Totally handcrafted Kyusu made from red clay which has been fired in low oxygen to turn the clay a black colour. This kyusu incorporates the Gyokko Yohen style of bronze brown patches and the Kushime combing pattern.
The weighting and balance makes it a joy to use and the lid is tight fitting to reduce leakage. The handle is offset slightly under 90 degrees for a very comfortable pouring action.
The filter is made of clay as opposed to stainless steel which not only make the appearance more attractive but means that your tea is brewed completely in clay.

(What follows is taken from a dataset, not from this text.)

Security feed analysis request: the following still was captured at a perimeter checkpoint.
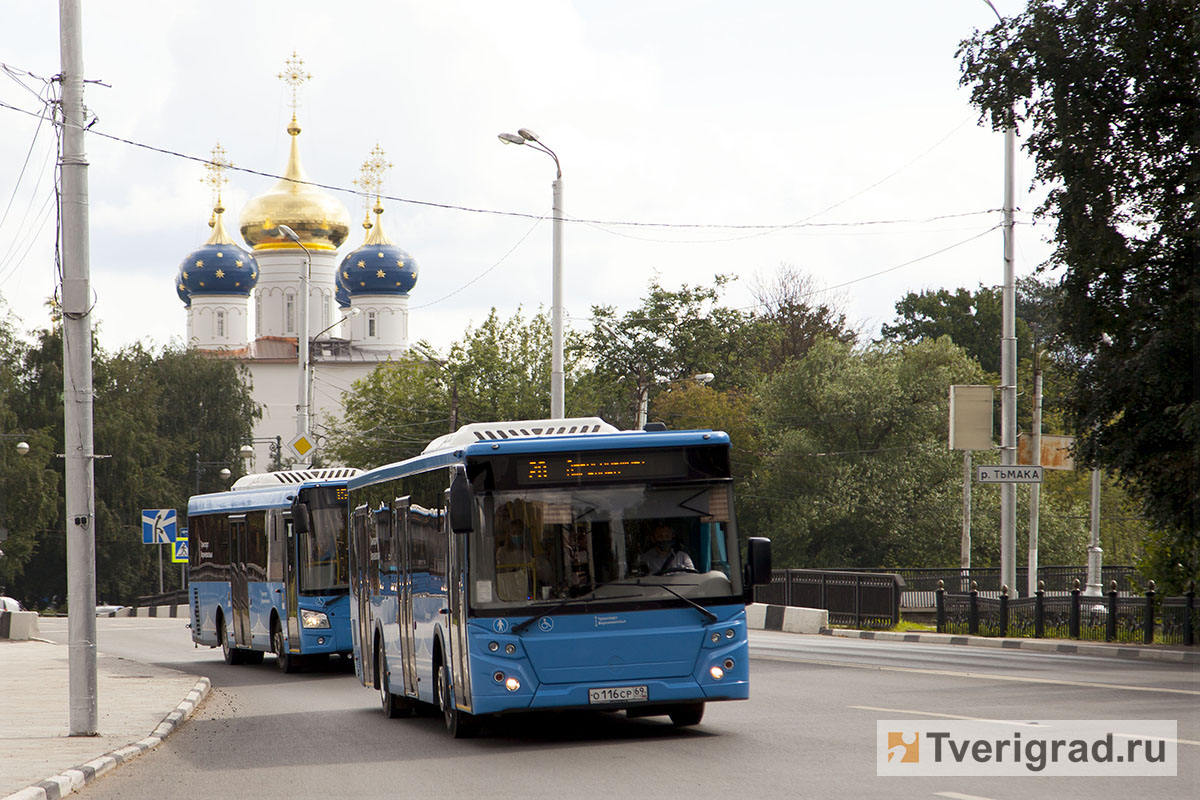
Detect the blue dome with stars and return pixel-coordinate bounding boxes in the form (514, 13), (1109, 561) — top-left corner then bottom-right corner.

The Tokoname clay is unglazed and rich in minerals (the low oxygen baked black clay tends to be higher in Hematite). In our experience, Tokoname clay is less porous than Yixing and similar to high fired Chaozhou clay which means that it will season very slowly. Therefore it is not a big deal for you to mix different tea types in the Kyusu - it will season but it will be very subtle so it depends how purist you are! The mineral rich content does affect the body and taste of the tea, making it slightly smoother and rounder.
This kyusu is great with all kinds of tea. Of course the Japanese greens take center stage but you could brew almost any tea type. However, because it is a clay filter we would say that Fukamushi (deep steamed tea which breaks up into smaller particles) will need you to pour through another fine mesh filter when serving.
Seasoning and washing your Kyusu
It is generally not necessary to season Tokoname teaware in the same way as Yixing clay. You can follow the same instructions as Yixing but really all that you have to do is rinse this kyusu in boiling water a few times and then begin brewing. If you would like to speed up the very subtle seasoning of Tokoname clay then you can leave your chosen tea type to brew for 15 minutes in the kyusu every so often.
As always with clay teaware, do not use any detergents! To clean, all then you have to do is thoroughly rinse out the tea leaves and leave to dry with the lid off.